With a target demographic of young Black women ages 18 to 35, For the Love of My Gurls is a resource for many stages of life. “We’re in the young women’s space [to] move the needle on this disease state, seeing that Black women under 35 are diagnosed at twice the rate [of white women], well before they would ever reach their first mammogram,” says Emily Powers, TOUCH’s director of strategy and storytelling. The campaign’s mission is to “change the data; change those numbers,” says Brown. “We also want young women to understand their herstory,” she says, so they can take precautionary steps based on shared health history.
The new campaign will also repurpose one of TOUCH’s most popular resources, a weekly show called “The Doctor Is In.” Hosted on BlackDoctor.org (the “WebMD for Black people,” according to Fairley) this show provides a platform for education and conversation about everything related to Black breast cancer, and is hosted by Fairley and Dr. Monique Gary, a breast surgical oncologist. For the Love of My Gurls will bring the popular show to the younger set, focusing on health issues relevant to young Black women and hosted by Brown and a breast surgical oncologist who also falls in the campaign’s targeted age range.
All of the resources they provide and all of their efforts to find commensurate representation of Black women in the breast cancer space aligns with TOUCH’S philosophy — that to create sustainable, empowered change, you must seek to build the agency, health literacy and self-advocacy of Black women. They do this, in part, with the power of storytelling. “The entire erasure of the experience of the community we work for means that storytelling and representation [are] actually instrumental in getting services, in promoting awareness, in meeting the needs of the community,” Powers says. “As soon as Ricki founded TOUCH, that was a central tenant — [to] start from the stories of the community and build out all of these resources and all of these needs from there.”

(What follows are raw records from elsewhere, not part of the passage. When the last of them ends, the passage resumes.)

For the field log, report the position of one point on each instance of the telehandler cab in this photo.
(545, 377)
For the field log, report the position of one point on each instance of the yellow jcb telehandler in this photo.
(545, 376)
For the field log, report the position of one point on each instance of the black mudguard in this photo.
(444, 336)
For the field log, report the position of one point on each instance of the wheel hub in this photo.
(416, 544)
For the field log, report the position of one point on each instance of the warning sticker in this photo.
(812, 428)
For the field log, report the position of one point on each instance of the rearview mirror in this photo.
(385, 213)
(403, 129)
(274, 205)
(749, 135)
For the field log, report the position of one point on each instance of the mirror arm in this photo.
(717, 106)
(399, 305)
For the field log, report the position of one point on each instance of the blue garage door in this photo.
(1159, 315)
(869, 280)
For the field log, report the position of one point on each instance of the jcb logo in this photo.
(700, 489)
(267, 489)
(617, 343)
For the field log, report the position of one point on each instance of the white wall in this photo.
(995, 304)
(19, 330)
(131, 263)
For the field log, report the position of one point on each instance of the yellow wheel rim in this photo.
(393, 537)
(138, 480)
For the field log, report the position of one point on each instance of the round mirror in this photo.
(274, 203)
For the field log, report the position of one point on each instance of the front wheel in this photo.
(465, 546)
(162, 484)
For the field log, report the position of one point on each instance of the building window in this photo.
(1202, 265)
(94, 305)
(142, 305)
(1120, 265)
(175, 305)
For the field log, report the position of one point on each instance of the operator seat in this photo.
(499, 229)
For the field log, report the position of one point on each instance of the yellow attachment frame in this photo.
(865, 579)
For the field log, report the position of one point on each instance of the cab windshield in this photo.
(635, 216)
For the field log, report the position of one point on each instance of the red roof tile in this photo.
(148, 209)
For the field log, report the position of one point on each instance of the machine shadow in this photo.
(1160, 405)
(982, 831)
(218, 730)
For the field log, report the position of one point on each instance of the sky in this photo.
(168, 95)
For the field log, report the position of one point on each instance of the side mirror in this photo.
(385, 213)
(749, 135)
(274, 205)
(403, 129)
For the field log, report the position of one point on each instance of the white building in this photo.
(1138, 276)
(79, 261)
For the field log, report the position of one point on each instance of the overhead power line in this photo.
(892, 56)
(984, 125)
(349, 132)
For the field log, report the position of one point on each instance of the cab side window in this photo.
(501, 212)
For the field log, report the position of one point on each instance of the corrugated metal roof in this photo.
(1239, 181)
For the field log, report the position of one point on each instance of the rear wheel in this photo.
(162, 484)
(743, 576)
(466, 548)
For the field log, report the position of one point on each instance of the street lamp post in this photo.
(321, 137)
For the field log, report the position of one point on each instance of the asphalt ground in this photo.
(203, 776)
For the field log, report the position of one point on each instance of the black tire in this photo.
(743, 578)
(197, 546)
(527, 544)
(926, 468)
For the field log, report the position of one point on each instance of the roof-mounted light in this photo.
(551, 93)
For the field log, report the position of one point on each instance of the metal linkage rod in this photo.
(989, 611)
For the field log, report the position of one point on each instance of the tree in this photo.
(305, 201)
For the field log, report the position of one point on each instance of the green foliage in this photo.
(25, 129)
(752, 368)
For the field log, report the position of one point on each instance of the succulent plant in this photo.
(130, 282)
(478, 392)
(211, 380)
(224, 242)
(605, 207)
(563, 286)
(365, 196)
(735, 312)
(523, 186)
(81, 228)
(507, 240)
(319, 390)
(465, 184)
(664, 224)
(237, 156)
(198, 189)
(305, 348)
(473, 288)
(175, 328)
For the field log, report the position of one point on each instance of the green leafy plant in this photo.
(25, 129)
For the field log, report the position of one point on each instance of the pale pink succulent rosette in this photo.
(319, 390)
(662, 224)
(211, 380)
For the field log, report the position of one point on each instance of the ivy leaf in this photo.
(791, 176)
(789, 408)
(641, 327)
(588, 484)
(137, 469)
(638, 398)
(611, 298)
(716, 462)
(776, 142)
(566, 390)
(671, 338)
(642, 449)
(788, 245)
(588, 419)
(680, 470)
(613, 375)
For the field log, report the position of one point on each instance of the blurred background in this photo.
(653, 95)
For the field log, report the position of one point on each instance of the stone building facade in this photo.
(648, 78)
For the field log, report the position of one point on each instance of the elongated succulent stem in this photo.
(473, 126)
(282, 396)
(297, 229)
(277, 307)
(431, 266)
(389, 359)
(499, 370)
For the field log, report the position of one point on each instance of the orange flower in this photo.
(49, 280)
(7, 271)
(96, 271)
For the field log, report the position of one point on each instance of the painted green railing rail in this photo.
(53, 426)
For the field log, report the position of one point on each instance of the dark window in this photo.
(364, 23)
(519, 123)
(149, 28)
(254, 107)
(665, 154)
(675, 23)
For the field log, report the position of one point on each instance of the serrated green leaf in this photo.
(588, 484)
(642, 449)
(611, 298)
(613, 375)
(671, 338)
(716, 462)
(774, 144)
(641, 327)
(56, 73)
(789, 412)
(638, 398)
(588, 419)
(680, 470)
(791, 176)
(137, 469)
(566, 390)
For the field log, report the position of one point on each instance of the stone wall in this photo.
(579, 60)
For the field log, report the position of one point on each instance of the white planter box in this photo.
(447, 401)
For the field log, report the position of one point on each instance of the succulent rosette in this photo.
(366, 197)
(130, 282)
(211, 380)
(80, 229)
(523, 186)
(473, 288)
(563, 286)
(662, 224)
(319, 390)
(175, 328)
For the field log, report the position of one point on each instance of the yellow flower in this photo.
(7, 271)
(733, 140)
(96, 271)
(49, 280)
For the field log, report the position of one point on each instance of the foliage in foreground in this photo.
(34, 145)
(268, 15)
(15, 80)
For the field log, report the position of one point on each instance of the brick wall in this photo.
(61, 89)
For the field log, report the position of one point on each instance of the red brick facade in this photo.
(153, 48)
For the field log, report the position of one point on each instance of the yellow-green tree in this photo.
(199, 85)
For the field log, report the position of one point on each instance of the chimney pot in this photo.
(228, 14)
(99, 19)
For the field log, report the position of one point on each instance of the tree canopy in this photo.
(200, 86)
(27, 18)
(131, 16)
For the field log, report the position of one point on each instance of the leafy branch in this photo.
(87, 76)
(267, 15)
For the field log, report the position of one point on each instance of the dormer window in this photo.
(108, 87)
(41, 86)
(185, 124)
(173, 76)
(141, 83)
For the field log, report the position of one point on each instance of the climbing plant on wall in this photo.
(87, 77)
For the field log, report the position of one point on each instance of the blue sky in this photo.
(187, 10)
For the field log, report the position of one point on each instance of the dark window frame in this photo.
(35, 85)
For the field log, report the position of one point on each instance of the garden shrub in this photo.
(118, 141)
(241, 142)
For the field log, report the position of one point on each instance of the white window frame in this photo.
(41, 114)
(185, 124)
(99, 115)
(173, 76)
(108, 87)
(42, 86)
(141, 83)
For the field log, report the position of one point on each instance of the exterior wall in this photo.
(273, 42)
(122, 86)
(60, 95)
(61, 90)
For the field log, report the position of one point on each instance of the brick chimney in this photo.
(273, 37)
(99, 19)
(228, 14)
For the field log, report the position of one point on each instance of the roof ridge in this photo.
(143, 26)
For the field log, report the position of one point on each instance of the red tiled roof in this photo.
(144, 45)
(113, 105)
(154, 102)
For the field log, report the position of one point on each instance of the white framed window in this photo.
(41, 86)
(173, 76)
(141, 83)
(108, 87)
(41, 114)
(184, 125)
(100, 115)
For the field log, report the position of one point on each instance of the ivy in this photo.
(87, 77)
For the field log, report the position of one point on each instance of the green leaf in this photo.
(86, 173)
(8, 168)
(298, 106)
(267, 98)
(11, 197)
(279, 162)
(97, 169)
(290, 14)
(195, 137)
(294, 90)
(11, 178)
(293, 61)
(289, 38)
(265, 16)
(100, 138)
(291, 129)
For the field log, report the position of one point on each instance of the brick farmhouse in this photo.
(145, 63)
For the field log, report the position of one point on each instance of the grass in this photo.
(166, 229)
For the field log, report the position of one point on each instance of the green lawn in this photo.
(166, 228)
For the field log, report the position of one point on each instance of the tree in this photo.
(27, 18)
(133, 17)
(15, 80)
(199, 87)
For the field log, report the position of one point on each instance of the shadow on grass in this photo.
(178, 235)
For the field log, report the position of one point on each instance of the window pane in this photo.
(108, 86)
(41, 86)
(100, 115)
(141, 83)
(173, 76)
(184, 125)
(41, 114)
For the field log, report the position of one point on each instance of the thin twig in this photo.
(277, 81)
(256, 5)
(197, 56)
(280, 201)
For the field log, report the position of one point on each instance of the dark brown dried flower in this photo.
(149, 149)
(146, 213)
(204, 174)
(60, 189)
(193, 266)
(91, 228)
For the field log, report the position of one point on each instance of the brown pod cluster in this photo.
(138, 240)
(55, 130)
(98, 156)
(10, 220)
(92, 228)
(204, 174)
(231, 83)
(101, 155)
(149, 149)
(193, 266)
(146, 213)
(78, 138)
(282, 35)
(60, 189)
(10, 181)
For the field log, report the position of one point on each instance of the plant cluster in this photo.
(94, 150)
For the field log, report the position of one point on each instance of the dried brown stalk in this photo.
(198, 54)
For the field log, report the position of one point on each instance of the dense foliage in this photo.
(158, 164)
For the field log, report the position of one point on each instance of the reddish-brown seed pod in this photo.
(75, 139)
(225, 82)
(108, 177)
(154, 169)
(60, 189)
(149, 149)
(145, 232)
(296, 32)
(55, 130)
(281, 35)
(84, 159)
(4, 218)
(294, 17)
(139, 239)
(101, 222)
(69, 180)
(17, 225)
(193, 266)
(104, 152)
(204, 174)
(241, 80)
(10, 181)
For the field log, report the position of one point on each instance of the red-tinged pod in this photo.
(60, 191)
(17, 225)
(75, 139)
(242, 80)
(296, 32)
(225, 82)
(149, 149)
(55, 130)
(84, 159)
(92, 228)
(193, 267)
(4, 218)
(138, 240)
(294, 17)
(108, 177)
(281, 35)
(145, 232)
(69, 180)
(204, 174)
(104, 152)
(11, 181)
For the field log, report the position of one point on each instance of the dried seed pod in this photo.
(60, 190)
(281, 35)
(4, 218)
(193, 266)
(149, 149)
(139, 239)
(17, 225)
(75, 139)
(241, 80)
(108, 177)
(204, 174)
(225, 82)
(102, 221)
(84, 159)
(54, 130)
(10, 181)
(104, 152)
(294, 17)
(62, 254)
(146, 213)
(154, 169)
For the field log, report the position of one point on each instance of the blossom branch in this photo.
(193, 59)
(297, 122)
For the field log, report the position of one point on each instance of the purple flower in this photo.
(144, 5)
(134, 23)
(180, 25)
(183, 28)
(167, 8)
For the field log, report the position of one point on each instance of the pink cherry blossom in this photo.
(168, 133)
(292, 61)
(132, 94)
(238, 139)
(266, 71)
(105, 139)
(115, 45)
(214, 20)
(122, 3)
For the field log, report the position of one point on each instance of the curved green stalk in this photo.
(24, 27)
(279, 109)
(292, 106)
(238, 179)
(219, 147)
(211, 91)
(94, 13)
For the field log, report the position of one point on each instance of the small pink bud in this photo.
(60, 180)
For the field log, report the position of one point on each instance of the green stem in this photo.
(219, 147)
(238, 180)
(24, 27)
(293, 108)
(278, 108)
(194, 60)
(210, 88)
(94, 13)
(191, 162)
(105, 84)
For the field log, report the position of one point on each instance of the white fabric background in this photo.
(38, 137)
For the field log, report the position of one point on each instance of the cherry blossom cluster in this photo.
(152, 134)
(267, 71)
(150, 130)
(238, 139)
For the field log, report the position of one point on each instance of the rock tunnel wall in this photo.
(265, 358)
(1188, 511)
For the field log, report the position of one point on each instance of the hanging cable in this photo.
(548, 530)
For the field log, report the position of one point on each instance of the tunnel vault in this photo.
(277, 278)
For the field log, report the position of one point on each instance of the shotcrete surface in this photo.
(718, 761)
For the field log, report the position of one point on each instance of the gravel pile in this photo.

“The status quo is not working for black women,” Fairley says. “We have to change things and we have to be different. We live in this world of health and equity — there is no equity here.” Fairley’s reminder to treat others how you want to be treated is a good practice to live a happy and productive life, but for Black women especially, it’s a sentiment that will help save more lives. “If everybody in our ecosystem woke up with that thought and that simple premise every day, we would have different outcomes in health,” says Fairley.